6. No exit. If some physicians do not like the new arrangement, is there a way for them to politely part company without having to move 100 miles away due to a non-compete clause? Mr. Bohlmann says non-compete clauses were appropriate in the 1990s when hospitals bought the physicians' "goodwill," their patient lists, but hospitals today buy only the building and equipment from the practice, which is considerably less valuable than the goodwill. For this reason, he believes non-compete clauses should not be used and physicians should be allowed to walk away with few strings attached.
1. Unfair compensation. To avoid bad feelings, new hospital-based physicians need to know from the get-go that their compensation is being figured differently than in private practice. Hospitals are limited as to how much they can pay by anti-kickback laws. The hospital needs to base payments on national benchmark data, such as those generated by MGMA. Also, physicians who are used to being paid for in-house imaging will not see imaging income in the hospital setting.
2. Look like money-losers. Practices that were breaking even when they were acquired by hospitals may suddenly be swimming in red ink after joining the hospital. According to the hospital's ledgers, these practices may lose $50,000-$100,000 per physician, per year because the hospital is deducting hospital-wide costs onto the cost side and removing ancillary income, such as imaging services, from the revenue side.

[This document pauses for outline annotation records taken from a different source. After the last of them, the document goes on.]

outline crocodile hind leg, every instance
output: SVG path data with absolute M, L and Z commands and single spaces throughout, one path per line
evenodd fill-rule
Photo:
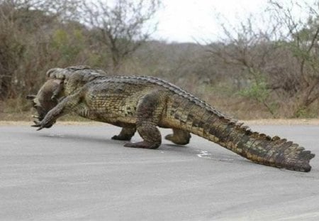
M 176 144 L 186 145 L 189 143 L 191 134 L 183 130 L 173 129 L 173 134 L 167 135 L 165 139 Z
M 136 129 L 143 141 L 128 143 L 125 146 L 157 149 L 162 143 L 157 124 L 165 105 L 165 92 L 155 90 L 145 95 L 138 102 L 136 109 Z
M 113 140 L 130 141 L 136 131 L 136 128 L 123 127 L 118 135 L 112 137 Z

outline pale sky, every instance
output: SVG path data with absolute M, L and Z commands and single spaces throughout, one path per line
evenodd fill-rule
M 285 0 L 283 0 L 285 1 Z M 158 30 L 153 36 L 168 42 L 218 40 L 220 14 L 235 24 L 250 13 L 264 10 L 267 0 L 162 0 L 157 14 Z

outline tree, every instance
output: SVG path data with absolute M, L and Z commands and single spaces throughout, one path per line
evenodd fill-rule
M 298 17 L 293 9 L 306 12 Z M 319 2 L 291 1 L 284 5 L 280 1 L 270 0 L 269 9 L 281 28 L 280 46 L 289 50 L 296 63 L 295 85 L 291 85 L 297 99 L 295 115 L 308 109 L 319 99 Z
M 156 23 L 151 28 L 146 28 L 146 25 L 160 5 L 160 0 L 116 0 L 113 5 L 97 0 L 84 4 L 82 19 L 96 31 L 95 40 L 106 46 L 115 72 L 156 30 Z

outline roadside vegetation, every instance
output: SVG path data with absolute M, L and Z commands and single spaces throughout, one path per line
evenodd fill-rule
M 220 18 L 224 35 L 201 44 L 153 40 L 160 0 L 94 2 L 0 0 L 1 120 L 29 120 L 46 71 L 77 65 L 162 77 L 242 119 L 318 117 L 319 1 Z

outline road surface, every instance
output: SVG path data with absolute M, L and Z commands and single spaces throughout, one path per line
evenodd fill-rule
M 1 125 L 0 220 L 319 220 L 319 126 L 252 127 L 317 153 L 311 172 L 255 164 L 196 136 L 145 150 L 111 140 L 111 126 Z

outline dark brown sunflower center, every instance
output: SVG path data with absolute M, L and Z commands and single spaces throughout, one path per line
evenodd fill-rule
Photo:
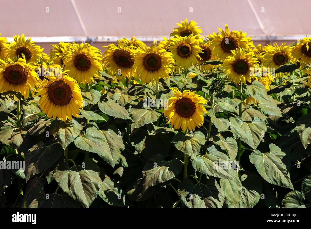
M 126 50 L 117 50 L 114 53 L 113 56 L 114 62 L 120 66 L 130 68 L 134 64 L 131 54 Z
M 212 56 L 212 53 L 211 52 L 211 50 L 208 48 L 205 47 L 201 47 L 201 48 L 203 49 L 203 50 L 202 50 L 203 52 L 199 54 L 200 57 L 202 59 L 202 60 L 209 60 Z
M 188 30 L 184 30 L 180 33 L 180 36 L 182 37 L 188 36 L 192 33 L 192 32 Z
M 155 53 L 147 54 L 144 59 L 144 65 L 148 71 L 156 71 L 161 67 L 161 58 Z
M 177 113 L 183 117 L 190 117 L 196 111 L 195 104 L 188 98 L 183 98 L 178 100 L 175 103 Z
M 187 57 L 191 55 L 192 48 L 191 45 L 187 43 L 183 43 L 177 48 L 178 54 L 183 57 Z
M 221 41 L 221 47 L 226 52 L 231 53 L 231 50 L 235 50 L 238 46 L 238 41 L 234 37 L 224 37 Z
M 75 58 L 75 65 L 81 71 L 86 71 L 91 68 L 91 61 L 85 54 L 81 53 L 77 55 Z
M 6 69 L 3 75 L 4 79 L 10 83 L 18 85 L 27 81 L 28 72 L 20 65 L 12 65 Z
M 301 47 L 301 52 L 307 56 L 311 57 L 311 42 L 309 42 L 308 43 L 309 49 L 309 50 L 307 49 L 307 43 L 306 43 L 303 45 Z
M 288 59 L 287 55 L 282 52 L 276 53 L 273 55 L 274 62 L 278 65 L 282 65 L 287 62 Z
M 71 88 L 68 84 L 62 80 L 53 83 L 49 88 L 49 97 L 55 104 L 65 105 L 72 97 Z
M 20 47 L 16 50 L 16 55 L 18 57 L 18 58 L 23 58 L 23 55 L 25 56 L 25 58 L 26 60 L 30 60 L 32 54 L 30 50 L 26 47 Z
M 232 68 L 235 73 L 240 75 L 246 74 L 249 70 L 247 62 L 243 60 L 236 61 L 233 63 Z

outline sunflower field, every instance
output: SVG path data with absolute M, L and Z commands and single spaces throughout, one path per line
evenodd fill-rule
M 103 52 L 0 37 L 1 207 L 310 207 L 311 38 L 180 22 Z

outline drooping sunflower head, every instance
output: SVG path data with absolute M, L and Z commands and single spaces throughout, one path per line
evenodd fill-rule
M 225 25 L 225 30 L 219 29 L 220 34 L 215 36 L 212 41 L 212 45 L 214 47 L 214 55 L 218 59 L 224 60 L 231 55 L 231 51 L 238 48 L 248 50 L 252 47 L 250 39 L 245 37 L 245 33 L 235 30 L 230 32 L 226 24 Z
M 229 56 L 224 61 L 222 68 L 228 74 L 230 80 L 237 85 L 246 81 L 252 82 L 254 78 L 254 69 L 256 67 L 257 58 L 253 57 L 252 51 L 246 52 L 244 49 L 239 48 L 231 51 L 232 55 Z
M 70 70 L 70 75 L 78 83 L 85 84 L 94 82 L 94 77 L 99 77 L 98 73 L 103 70 L 101 62 L 100 50 L 89 44 L 80 45 L 72 42 L 64 57 L 66 70 Z
M 131 49 L 136 49 L 141 45 L 147 47 L 147 45 L 145 43 L 139 41 L 138 39 L 136 39 L 136 37 L 132 37 L 130 41 L 125 37 L 123 37 L 121 40 L 118 40 L 118 41 L 123 46 L 128 47 Z
M 3 60 L 7 57 L 8 54 L 7 49 L 10 46 L 10 45 L 7 43 L 7 38 L 0 37 L 0 59 Z
M 202 49 L 196 38 L 192 34 L 186 37 L 176 35 L 171 39 L 168 50 L 173 54 L 177 68 L 188 69 L 201 59 L 199 54 L 202 52 Z
M 17 92 L 26 99 L 30 91 L 33 96 L 35 87 L 39 86 L 33 68 L 26 63 L 25 58 L 19 58 L 16 61 L 9 58 L 6 62 L 0 60 L 0 92 Z
M 135 52 L 135 59 L 136 79 L 139 78 L 146 83 L 155 80 L 158 82 L 160 78 L 169 77 L 174 64 L 172 54 L 157 46 L 156 41 L 151 47 L 141 46 Z
M 36 96 L 40 96 L 39 102 L 42 111 L 48 116 L 64 121 L 72 116 L 78 117 L 79 109 L 83 108 L 83 99 L 77 82 L 68 76 L 67 71 L 61 76 L 47 76 L 49 80 L 37 90 Z
M 311 37 L 304 37 L 298 41 L 292 54 L 294 61 L 299 60 L 304 64 L 311 63 Z
M 172 126 L 185 132 L 194 130 L 196 126 L 202 126 L 204 121 L 203 114 L 207 113 L 202 104 L 207 101 L 201 96 L 195 94 L 196 91 L 184 91 L 182 93 L 177 88 L 171 88 L 174 96 L 169 99 L 168 108 L 164 110 L 164 116 Z
M 263 56 L 262 64 L 268 68 L 278 69 L 292 59 L 292 48 L 282 44 L 279 46 L 276 42 L 273 46 L 268 45 L 267 48 L 267 53 Z
M 188 22 L 188 19 L 186 18 L 184 21 L 179 21 L 181 24 L 177 23 L 176 25 L 178 27 L 174 28 L 171 33 L 170 36 L 174 36 L 178 35 L 181 37 L 187 37 L 192 34 L 193 36 L 199 35 L 202 32 L 202 30 L 198 28 L 199 26 L 196 26 L 197 24 L 194 21 L 190 21 Z
M 200 59 L 198 60 L 199 65 L 208 60 L 217 59 L 215 56 L 213 55 L 213 47 L 212 46 L 211 42 L 206 42 L 203 39 L 199 39 L 199 46 L 202 49 L 202 52 L 199 54 L 201 58 Z M 202 71 L 213 72 L 219 66 L 219 65 L 204 64 L 200 65 L 200 68 Z
M 43 49 L 36 45 L 31 38 L 25 40 L 23 34 L 21 36 L 15 35 L 14 41 L 11 43 L 8 56 L 11 59 L 18 60 L 25 56 L 27 63 L 36 63 L 42 55 Z
M 103 46 L 107 48 L 102 60 L 104 67 L 107 69 L 112 75 L 115 74 L 116 77 L 121 81 L 125 77 L 130 79 L 135 73 L 133 68 L 134 52 L 119 41 L 117 41 L 117 46 L 113 44 Z
M 70 43 L 60 42 L 58 45 L 51 45 L 53 48 L 50 51 L 50 59 L 54 63 L 63 66 L 64 56 L 67 49 L 71 45 Z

Mr. Bohlmann calls this "red-ink syndrome." Even though the group may be no less productive than before, "it creates a real rhubarb," he says, not just for physicians, but as for the hospital. He was working with a hospital board that was all set to dump its doctors until he prepared a report showing the physicians were actually very valuable to the hospital in such areas as the value of their admissions. The board then decided to keep the practices.

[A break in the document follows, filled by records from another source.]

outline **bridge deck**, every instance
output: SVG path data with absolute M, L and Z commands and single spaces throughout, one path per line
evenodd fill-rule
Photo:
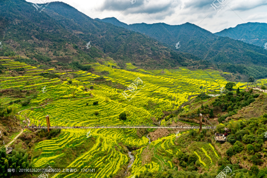
M 34 129 L 47 129 L 47 127 L 44 126 L 41 128 L 38 127 L 32 127 Z M 61 127 L 52 126 L 50 129 L 128 129 L 128 128 L 153 128 L 154 129 L 199 129 L 199 126 L 101 126 L 98 127 Z M 206 126 L 202 127 L 202 129 L 216 129 L 216 127 Z

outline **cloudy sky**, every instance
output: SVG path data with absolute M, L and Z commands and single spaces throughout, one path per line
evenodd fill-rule
M 26 0 L 38 4 L 55 1 Z M 190 22 L 215 33 L 245 23 L 267 23 L 267 0 L 214 0 L 57 1 L 69 4 L 93 18 L 114 17 L 128 24 L 163 23 L 176 25 Z

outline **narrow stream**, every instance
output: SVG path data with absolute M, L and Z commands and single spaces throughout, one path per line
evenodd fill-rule
M 150 138 L 148 137 L 148 134 L 147 135 L 147 138 L 149 140 L 149 144 L 151 143 L 151 141 L 150 141 Z
M 151 143 L 151 141 L 150 141 L 150 138 L 148 137 L 148 134 L 147 134 L 146 136 L 147 138 L 149 140 L 149 144 L 150 144 Z M 126 171 L 124 173 L 125 174 L 127 174 L 127 172 L 128 172 L 128 169 L 129 168 L 132 167 L 132 165 L 133 164 L 133 163 L 134 163 L 134 155 L 132 154 L 132 152 L 130 151 L 128 152 L 128 155 L 129 155 L 129 157 L 130 158 L 130 161 L 129 163 L 129 165 L 127 167 L 127 169 L 126 170 Z

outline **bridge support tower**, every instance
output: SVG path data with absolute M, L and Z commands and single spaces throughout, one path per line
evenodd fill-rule
M 45 116 L 45 118 L 46 119 L 46 124 L 47 125 L 47 131 L 48 133 L 50 132 L 50 128 L 51 127 L 50 125 L 50 121 L 49 120 L 49 116 L 48 115 Z
M 199 133 L 202 131 L 202 114 L 199 114 Z

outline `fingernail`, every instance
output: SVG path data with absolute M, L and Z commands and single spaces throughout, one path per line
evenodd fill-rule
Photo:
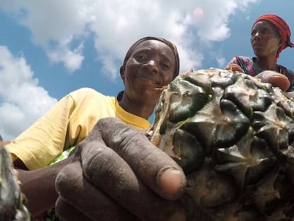
M 186 220 L 186 215 L 181 212 L 176 212 L 168 219 L 168 221 L 185 221 Z
M 185 185 L 185 177 L 182 171 L 175 168 L 165 168 L 158 175 L 158 183 L 168 199 L 180 197 Z

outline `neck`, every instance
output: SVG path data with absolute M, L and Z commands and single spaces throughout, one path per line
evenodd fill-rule
M 156 100 L 155 99 L 155 100 Z M 152 102 L 148 103 L 145 102 L 132 102 L 125 94 L 121 99 L 119 101 L 119 105 L 126 112 L 141 117 L 148 120 L 153 112 L 156 103 Z

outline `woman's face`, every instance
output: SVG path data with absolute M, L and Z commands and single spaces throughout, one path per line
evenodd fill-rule
M 175 58 L 170 48 L 157 40 L 138 44 L 121 68 L 124 92 L 131 99 L 157 102 L 163 86 L 173 80 Z
M 252 27 L 251 43 L 257 57 L 276 57 L 282 42 L 275 27 L 266 21 L 261 21 Z

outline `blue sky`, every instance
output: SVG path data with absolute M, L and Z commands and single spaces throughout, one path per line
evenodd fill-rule
M 281 16 L 294 33 L 293 9 L 289 0 L 0 0 L 0 134 L 13 139 L 80 87 L 116 96 L 125 53 L 141 37 L 173 41 L 183 72 L 222 68 L 254 55 L 261 14 Z M 293 58 L 287 48 L 278 63 L 294 70 Z

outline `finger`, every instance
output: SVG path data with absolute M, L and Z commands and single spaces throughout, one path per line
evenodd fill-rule
M 58 173 L 56 189 L 61 198 L 75 210 L 78 210 L 92 220 L 130 221 L 134 219 L 133 215 L 85 179 L 80 162 L 66 166 Z M 58 214 L 65 216 L 67 211 L 63 211 L 61 207 L 63 205 L 57 205 L 56 210 Z M 72 210 L 68 212 L 72 212 Z
M 103 139 L 160 195 L 175 200 L 183 194 L 186 180 L 182 168 L 141 131 L 115 118 L 104 118 L 98 122 L 87 139 L 92 141 L 95 137 Z
M 58 198 L 55 203 L 58 217 L 62 221 L 93 221 L 74 207 Z
M 244 72 L 244 70 L 243 70 L 243 68 L 241 68 L 237 64 L 231 64 L 228 67 L 227 67 L 226 69 L 232 70 L 232 71 L 239 71 L 239 72 Z
M 155 194 L 112 149 L 92 142 L 82 153 L 85 176 L 138 217 L 165 221 L 178 216 L 177 220 L 185 220 L 181 204 Z
M 264 70 L 256 77 L 261 78 L 261 82 L 278 87 L 283 91 L 286 91 L 290 87 L 290 81 L 288 77 L 275 71 Z

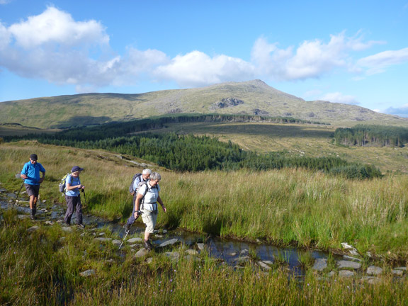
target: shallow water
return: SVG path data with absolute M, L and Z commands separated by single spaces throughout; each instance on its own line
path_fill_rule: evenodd
M 18 212 L 24 214 L 30 214 L 30 210 L 28 206 L 28 202 L 21 200 L 18 205 L 13 205 L 14 198 L 13 193 L 0 193 L 0 207 L 1 209 L 7 209 L 14 207 Z M 12 200 L 12 203 L 9 200 Z M 65 207 L 62 204 L 53 204 L 51 208 L 47 209 L 47 214 L 45 210 L 45 203 L 38 204 L 36 216 L 40 220 L 61 220 L 64 218 Z M 72 218 L 72 223 L 76 223 L 76 215 Z M 91 215 L 84 215 L 84 223 L 88 226 L 102 228 L 108 227 L 110 231 L 116 233 L 120 239 L 124 236 L 123 225 L 118 222 L 109 221 L 101 217 L 95 217 Z M 130 230 L 129 236 L 142 236 L 144 232 L 144 226 L 141 222 L 137 222 L 133 225 Z M 129 238 L 129 237 L 128 237 Z M 242 256 L 251 254 L 256 254 L 259 261 L 269 261 L 274 262 L 276 259 L 280 261 L 284 261 L 288 265 L 288 268 L 292 271 L 293 275 L 302 276 L 304 271 L 299 261 L 299 254 L 308 251 L 310 257 L 312 259 L 327 258 L 328 254 L 323 251 L 314 250 L 300 250 L 295 247 L 278 247 L 273 245 L 260 243 L 250 243 L 240 240 L 226 239 L 222 237 L 206 237 L 199 234 L 192 233 L 181 229 L 174 231 L 169 231 L 162 234 L 158 233 L 152 237 L 154 245 L 159 245 L 171 239 L 176 238 L 185 245 L 193 246 L 197 242 L 203 242 L 205 244 L 208 253 L 211 257 L 219 259 L 231 266 L 236 266 L 239 259 Z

3. Not involved in decision-making. Physicians can get unhappy when they have no say over their working hours, patient load or support staff. Physicians should be included when such policy changes are being discussed so that they can point out potential problems. For example, the system cannot simultaneously expect more physician productivity and cut their support staff. "Hospital executives think they know everything about medical practices, but they don't," Mr. Bohlmann says. "It's a different animal from a hospital."

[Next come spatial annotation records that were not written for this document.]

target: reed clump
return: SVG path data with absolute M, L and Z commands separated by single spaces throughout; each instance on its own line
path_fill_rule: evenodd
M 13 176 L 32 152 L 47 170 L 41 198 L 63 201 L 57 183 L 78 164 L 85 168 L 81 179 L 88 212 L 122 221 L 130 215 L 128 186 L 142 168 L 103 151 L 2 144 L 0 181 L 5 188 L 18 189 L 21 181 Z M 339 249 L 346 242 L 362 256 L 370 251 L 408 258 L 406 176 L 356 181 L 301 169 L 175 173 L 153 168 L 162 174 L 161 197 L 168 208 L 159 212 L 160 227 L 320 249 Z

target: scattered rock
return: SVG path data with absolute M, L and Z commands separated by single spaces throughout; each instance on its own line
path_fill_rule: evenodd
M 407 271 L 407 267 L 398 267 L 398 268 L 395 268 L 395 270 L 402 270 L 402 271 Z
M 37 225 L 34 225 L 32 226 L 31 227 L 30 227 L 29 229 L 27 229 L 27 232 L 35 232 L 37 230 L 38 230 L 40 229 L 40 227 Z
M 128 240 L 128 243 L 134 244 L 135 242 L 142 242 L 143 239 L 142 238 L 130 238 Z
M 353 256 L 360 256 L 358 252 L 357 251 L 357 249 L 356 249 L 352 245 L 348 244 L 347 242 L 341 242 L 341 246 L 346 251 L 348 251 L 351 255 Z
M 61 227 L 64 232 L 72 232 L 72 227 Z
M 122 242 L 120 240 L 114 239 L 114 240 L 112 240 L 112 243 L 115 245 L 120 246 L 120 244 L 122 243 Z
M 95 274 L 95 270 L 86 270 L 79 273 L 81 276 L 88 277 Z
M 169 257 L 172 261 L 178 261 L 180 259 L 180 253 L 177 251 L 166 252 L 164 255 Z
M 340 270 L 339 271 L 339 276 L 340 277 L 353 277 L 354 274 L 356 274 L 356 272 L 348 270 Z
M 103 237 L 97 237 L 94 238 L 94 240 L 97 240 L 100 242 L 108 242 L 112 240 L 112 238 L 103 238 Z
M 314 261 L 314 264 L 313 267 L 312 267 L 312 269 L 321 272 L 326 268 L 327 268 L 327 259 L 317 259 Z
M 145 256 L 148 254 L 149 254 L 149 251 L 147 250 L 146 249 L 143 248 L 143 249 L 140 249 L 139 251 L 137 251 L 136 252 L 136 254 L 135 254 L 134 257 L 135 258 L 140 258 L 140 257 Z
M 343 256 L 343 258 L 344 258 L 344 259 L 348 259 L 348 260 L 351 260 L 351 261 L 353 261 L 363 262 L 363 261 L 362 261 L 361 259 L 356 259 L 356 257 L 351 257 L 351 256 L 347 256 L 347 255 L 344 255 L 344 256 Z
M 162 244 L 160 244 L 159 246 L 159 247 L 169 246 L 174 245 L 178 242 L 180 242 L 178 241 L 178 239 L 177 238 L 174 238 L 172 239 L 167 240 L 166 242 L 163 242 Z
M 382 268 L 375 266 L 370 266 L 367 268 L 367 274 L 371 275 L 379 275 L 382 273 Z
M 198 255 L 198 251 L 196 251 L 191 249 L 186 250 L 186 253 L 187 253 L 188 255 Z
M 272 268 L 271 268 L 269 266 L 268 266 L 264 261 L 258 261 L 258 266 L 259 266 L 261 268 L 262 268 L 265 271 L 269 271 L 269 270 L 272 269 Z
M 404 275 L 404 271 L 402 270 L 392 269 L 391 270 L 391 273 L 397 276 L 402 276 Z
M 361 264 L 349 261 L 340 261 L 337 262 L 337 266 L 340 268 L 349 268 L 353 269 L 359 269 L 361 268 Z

4. Falling patient demand. Physicians get uneasy when appointments fall off, which can happen for various unanticipated reasons. For example, the hospital may decide to relocate a newly acquired practice but its patients don’t follow. Similarly, it recruited 25 family physicians but the service area can only support 18. Or the hospital failed to effectively market the practices.
5. Inadequate disclosure. In the rush to sign them up, the hospital may forget to adequately inform physicians about the fine print of the agreement. For example, the physicians — not the hospital — may be on the hook for collecting the old practice's accounts receivable. Or the physicians may not be allowed to bring over anyone from their old staff.
6. No exit. If some physicians do not like the new arrangement, is there a way for them to politely part company without having to move 100 miles away due to a non-compete clause? Mr. Bohlmann says non-compete clauses were appropriate in the 1990s when hospitals bought the physicians' "goodwill," their patient lists, but hospitals today buy only the building and equipment from the practice, which is considerably less valuable than the goodwill. For this reason, he believes non-compete clauses should not be used and physicians should be allowed to walk away with few strings attached.